Thursday, November 05, 2015

Native Appropriations

A few sites I frequent have put up this site's recent post on how to confront a person who dressed up as an Indian for Hallowe'en.  There is plenty that could be said about the site as a whole, but illustrations of points I have previously made always strike me as more fun to point out.  Adrienne K casually mentions the point that she's a Ivy League Researcher, and yet she descends immediately to sneering at this guy who is so not cool, and actually does include "eyeroll."  Whatever her IQ is, she's still in highschool socially.  So I see no point in analysing her unreason further. Her purported reasons are irrelevant, even to her.

I may be overestimating the frequency of this put-sophomores-in-their-place mentality among SJW's, but I'm not making it up.

Speculation:  late in my college career, I still toyed with the idea of going on and making my living in theater somehow.  As a jack-of-all-theatrical-trades, there weren't any obvious routes to that, but I was then even more arrogant than now, and sure I could pull rabbits out of hats. Yet working with traveling companies coming in and famous guests brought in for lectures and other visiting scholarship, I decided that the farther up one went in theater, the worse people were. I think that may be the case with SJW's as well.  Lots of nice-enough people who get a little thrill from looking down on those immoral conservatives, but generally aren't insufferable may be common. The genuinely infuriating people I know in the flesh, who seem to have a streak of real evil underneath their kindness, occur with more regularity among the powerful: psychiatrists, well-paid attorneys*, consultants, administrators.

So we assume that Adrienne K is one who wants to move up on the SJW scale over time, prizing her feelings over those of others.

*The attorneys who represent my patients are generally liberal, but seldom insultingly so.  At worst, they speak as if all intelligent people must believe as they do and believe the bumper-sticker criticisms of conservatives.  But most of even those don't bring up politics all that often.


Christopher B said...

Some of your later posts got me to thinking if this could be related to a desire to be seen as Doing. Something. Important.

One of the easiest ways to accomplish that is to take a Something that you are already Doing (or just Are) and make it Important by denigrating what other people are doing.

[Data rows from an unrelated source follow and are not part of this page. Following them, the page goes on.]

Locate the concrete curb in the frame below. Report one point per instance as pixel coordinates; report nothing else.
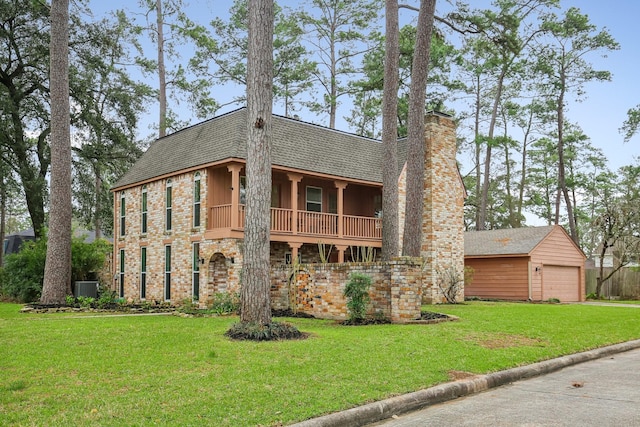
(377, 411)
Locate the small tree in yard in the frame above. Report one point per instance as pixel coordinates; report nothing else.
(450, 282)
(357, 293)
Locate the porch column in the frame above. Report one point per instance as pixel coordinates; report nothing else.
(341, 249)
(235, 193)
(295, 178)
(294, 251)
(340, 185)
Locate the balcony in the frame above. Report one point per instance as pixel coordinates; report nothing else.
(316, 225)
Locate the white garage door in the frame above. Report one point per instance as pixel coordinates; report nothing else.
(561, 282)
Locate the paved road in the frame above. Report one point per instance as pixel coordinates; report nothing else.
(602, 392)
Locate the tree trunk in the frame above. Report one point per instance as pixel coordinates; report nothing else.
(97, 221)
(57, 271)
(162, 73)
(562, 183)
(390, 134)
(412, 237)
(256, 304)
(487, 161)
(3, 215)
(476, 134)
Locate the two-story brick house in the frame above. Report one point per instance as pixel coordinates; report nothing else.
(179, 211)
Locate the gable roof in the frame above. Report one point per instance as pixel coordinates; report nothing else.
(295, 144)
(508, 241)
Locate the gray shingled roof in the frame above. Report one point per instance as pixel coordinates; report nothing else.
(509, 241)
(295, 144)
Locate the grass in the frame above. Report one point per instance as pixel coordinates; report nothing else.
(166, 370)
(621, 301)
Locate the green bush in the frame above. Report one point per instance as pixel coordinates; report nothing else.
(23, 272)
(357, 293)
(225, 303)
(257, 332)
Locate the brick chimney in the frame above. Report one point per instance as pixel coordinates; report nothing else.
(443, 213)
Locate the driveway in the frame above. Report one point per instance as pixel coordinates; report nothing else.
(601, 392)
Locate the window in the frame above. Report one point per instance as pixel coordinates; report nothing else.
(167, 272)
(243, 190)
(143, 273)
(196, 271)
(143, 211)
(122, 214)
(121, 275)
(314, 199)
(333, 202)
(377, 205)
(168, 203)
(275, 196)
(196, 200)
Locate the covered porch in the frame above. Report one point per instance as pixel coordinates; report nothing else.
(305, 209)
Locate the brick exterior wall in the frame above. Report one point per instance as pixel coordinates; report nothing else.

Vis the death rates for less-educated whites, making things like raising a family, supporting yourself (and others) on your own earnings, supporting a church and/or community used to be considered important, and certainly now seem less so.

Sam L. said...

Don't know if you read, or read about, science fiction, but there's been a big brouhaha for the last three years over the Hugo awards for best novel and other categories. The SJWs accuse those who don't agree with them as all the usual epithets. Those others mock the SJWs.

Donna B. said...

It could be that because for most of my life I've lived relatively near to Oklahoma or to Navajo, Ute, Pueblo, Apache reservations in Colorado and New Mexico that I have a bit more sympathy for the disdain at "Cherokee Grandmothers" and a downright disgust of the "Cherokee Princess" gambit. The princess gambit seems to not be in "style" right now, but I remember when it was.

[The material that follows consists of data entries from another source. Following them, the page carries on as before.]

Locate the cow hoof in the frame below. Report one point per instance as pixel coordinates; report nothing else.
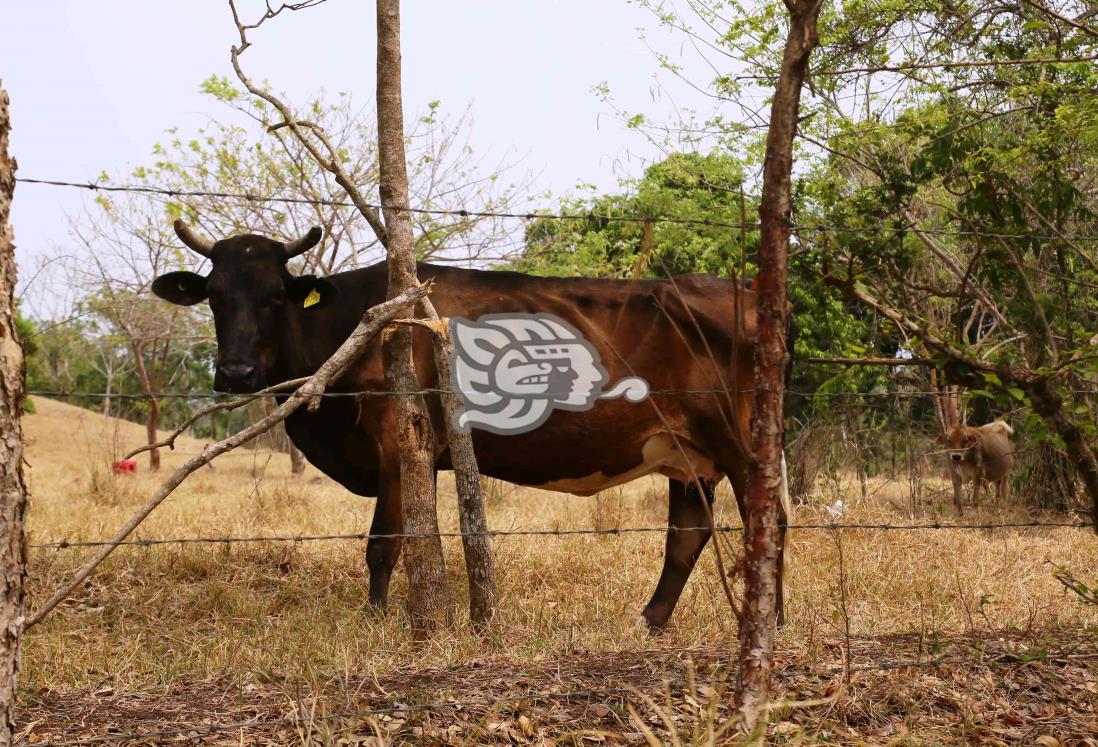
(651, 628)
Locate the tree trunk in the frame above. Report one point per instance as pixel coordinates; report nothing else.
(762, 538)
(1050, 405)
(429, 604)
(474, 539)
(12, 486)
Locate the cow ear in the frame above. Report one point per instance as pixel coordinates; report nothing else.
(183, 289)
(311, 291)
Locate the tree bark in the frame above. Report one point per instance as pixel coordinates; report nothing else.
(474, 541)
(12, 485)
(762, 537)
(429, 604)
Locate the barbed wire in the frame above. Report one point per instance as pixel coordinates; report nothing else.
(434, 390)
(533, 215)
(831, 526)
(534, 697)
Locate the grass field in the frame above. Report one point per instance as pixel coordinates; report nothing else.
(279, 631)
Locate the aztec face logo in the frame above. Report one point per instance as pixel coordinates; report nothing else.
(513, 370)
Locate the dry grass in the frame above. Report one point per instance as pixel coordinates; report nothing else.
(275, 625)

I also felt just a little bit sorry for Elizabeth Warren's family gossip (not lore, it was gossip) that led her to think she could claim native American ancestry. That sort of story was spread in my father's family too. The thing is that it wasn't completely untrue -- two of my father's paternal great-aunts did marry into Choctaw families long ago so I have cousins who do have some remote 'native' claims. However, everyone seemed to really WANT my father's mother and grandmother to be Indians -- and it was the "high cheekbones" thing. They weren't and nothing in the genealogy even hinted at it.

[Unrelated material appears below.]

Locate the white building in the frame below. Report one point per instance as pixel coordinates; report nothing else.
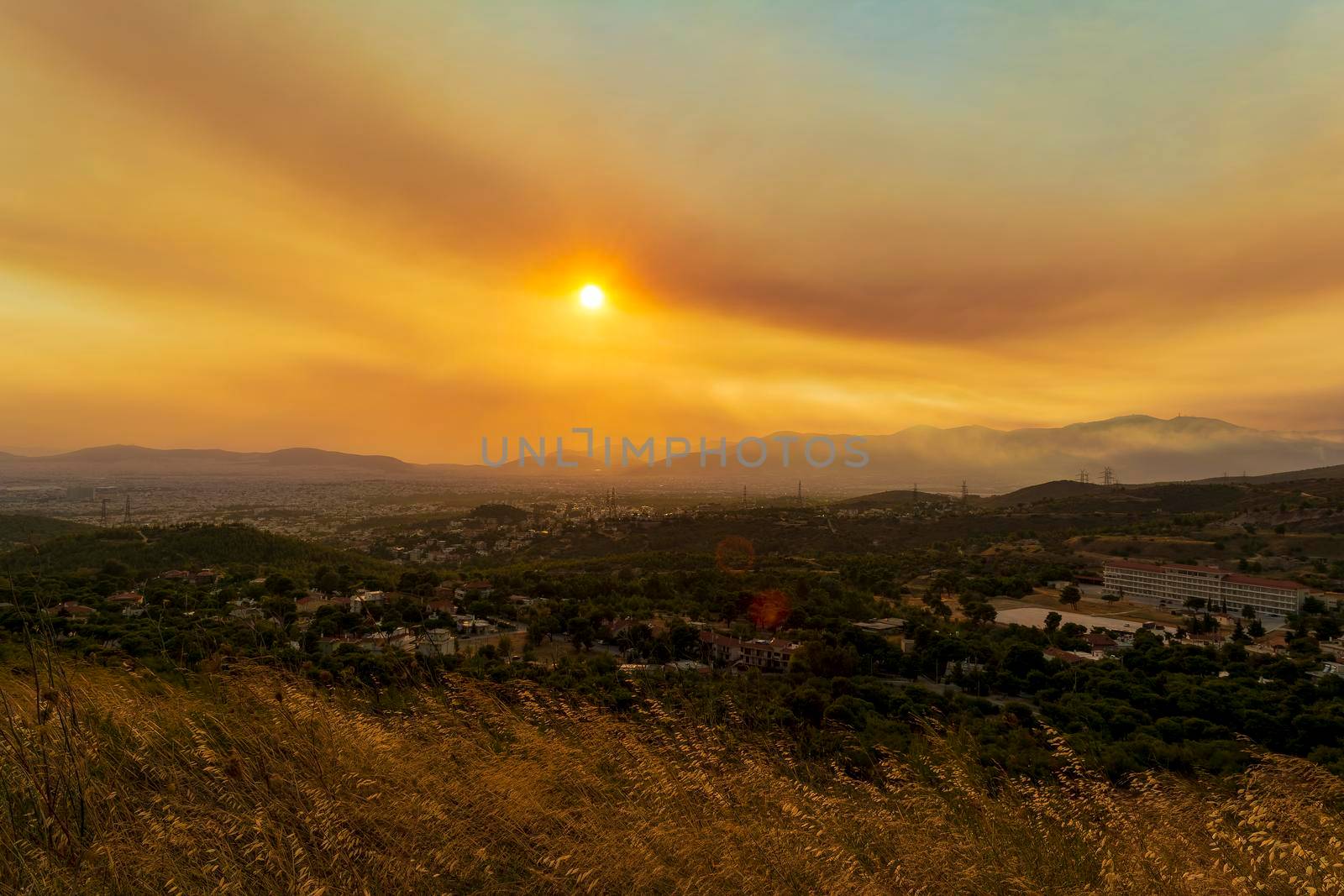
(1221, 591)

My DNA results confirm it -- no native American ancestry. I think it's quite ironic that I now have 2 grandchildren who are 1/16th Cherokee through their father. (Their other grandmother was born and raised on the reservation in Oklahoma.) My very own little Cherokee princesses!

One of the commenters on that site has a valid point about blood percentages, the rolls, and the resulting per capita U.S. government, casino, and oil money.

Yet it greatly annoys me that Ms Southern California Harvard would sneer at the adorably generic Indian costume that my step-sister made for her little girl -- whose grandmother was born on the Choctaw reservation, though raised in horrible poverty and abuse by the "white" side of her family.

There's nothing simple about the relationships, but to try to reduce it to "cultural appropriation" is incredibly simple-minded.